Адам кивнул. Потом ещё кивнул.
– Кеша?.. – спросила Вита.
– Спит.
И как бы в ответ на эту глупость в дверь постучали.
– Заходи, – сказал Адам.
Кеша не то что не спал, но был уже и одет-то по-уличному: просторные белые штаны и бесформенная ветровка с капюшоном. На ремне через плечо болтался зачехлённый горн. Котёнок доковылял до кровати и осел на пол, привалившись спиной к ногам Адама.
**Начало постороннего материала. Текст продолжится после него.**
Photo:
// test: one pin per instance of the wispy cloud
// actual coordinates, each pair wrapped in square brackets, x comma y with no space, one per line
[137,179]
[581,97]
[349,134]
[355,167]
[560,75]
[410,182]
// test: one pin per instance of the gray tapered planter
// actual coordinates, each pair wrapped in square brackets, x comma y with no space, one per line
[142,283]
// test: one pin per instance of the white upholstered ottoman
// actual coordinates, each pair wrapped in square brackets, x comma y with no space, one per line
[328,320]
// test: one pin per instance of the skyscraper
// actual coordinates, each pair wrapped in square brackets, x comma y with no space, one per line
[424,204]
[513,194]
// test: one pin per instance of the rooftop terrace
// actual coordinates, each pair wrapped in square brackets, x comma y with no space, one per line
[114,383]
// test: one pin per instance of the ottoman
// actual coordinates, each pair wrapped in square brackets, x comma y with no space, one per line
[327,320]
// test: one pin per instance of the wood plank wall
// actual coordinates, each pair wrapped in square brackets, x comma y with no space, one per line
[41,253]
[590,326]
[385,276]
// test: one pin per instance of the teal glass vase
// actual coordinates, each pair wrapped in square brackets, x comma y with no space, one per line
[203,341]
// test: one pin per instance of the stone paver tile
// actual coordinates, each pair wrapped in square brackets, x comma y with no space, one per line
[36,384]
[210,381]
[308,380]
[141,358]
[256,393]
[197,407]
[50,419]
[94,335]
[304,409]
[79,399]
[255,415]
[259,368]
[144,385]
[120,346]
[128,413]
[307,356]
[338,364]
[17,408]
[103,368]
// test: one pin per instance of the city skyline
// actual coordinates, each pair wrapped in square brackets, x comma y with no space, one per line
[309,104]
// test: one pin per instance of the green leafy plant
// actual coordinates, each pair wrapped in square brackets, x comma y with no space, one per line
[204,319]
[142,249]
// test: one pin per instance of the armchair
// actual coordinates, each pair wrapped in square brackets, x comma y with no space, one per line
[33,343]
– Ты слышал что-то? – спросила Вита. – Видел?
Кеша молча покачал головой. Вита вдруг подумала, что впервые в жизни видит его таким вот… беспомощным, что ли…
Даже тогда, в самолёте…
Загудел телефон.
Вита только с третьего раза смогла поймать трубку.
Это был Ирришарейт.
– Сестра моя Вита? – спросил он на эрхшшаа. – Тебе очень плохо?
– Да, да… – простонала она – то ли по-русски, то ли по-кошачьи, то ли мысленно. – Да, очень, мой брат.
– Я должен вас увидеть, – сказал Ирришарейт. – Сейчас. Быстро.
– Что происходит? – спросила Вита. – Это то, чего мы боялись?
– Нет, – сказал Ирришарейт. – Этого мы ещё не боялись…
Глава девятнадцатая
Герцогство Кретчтел, Сайя, планета Тирон. Год 468 династии Сайя, всё ещё 14 день лета
Солнце, наверное, висело за спиной, но сквозь дым не видно было ни черта. Полковник шёл по траншее, не пригибаясь – не из бравады, а потому, что боялся: стоит наклониться – и распрямиться уже не удастся. Он вообще не понимал, как до сих пор держится.
И как держится Легион…
Сколько было атак? Десять, двенадцать? Около того. Опять же, что считать атакой. Всё слилось.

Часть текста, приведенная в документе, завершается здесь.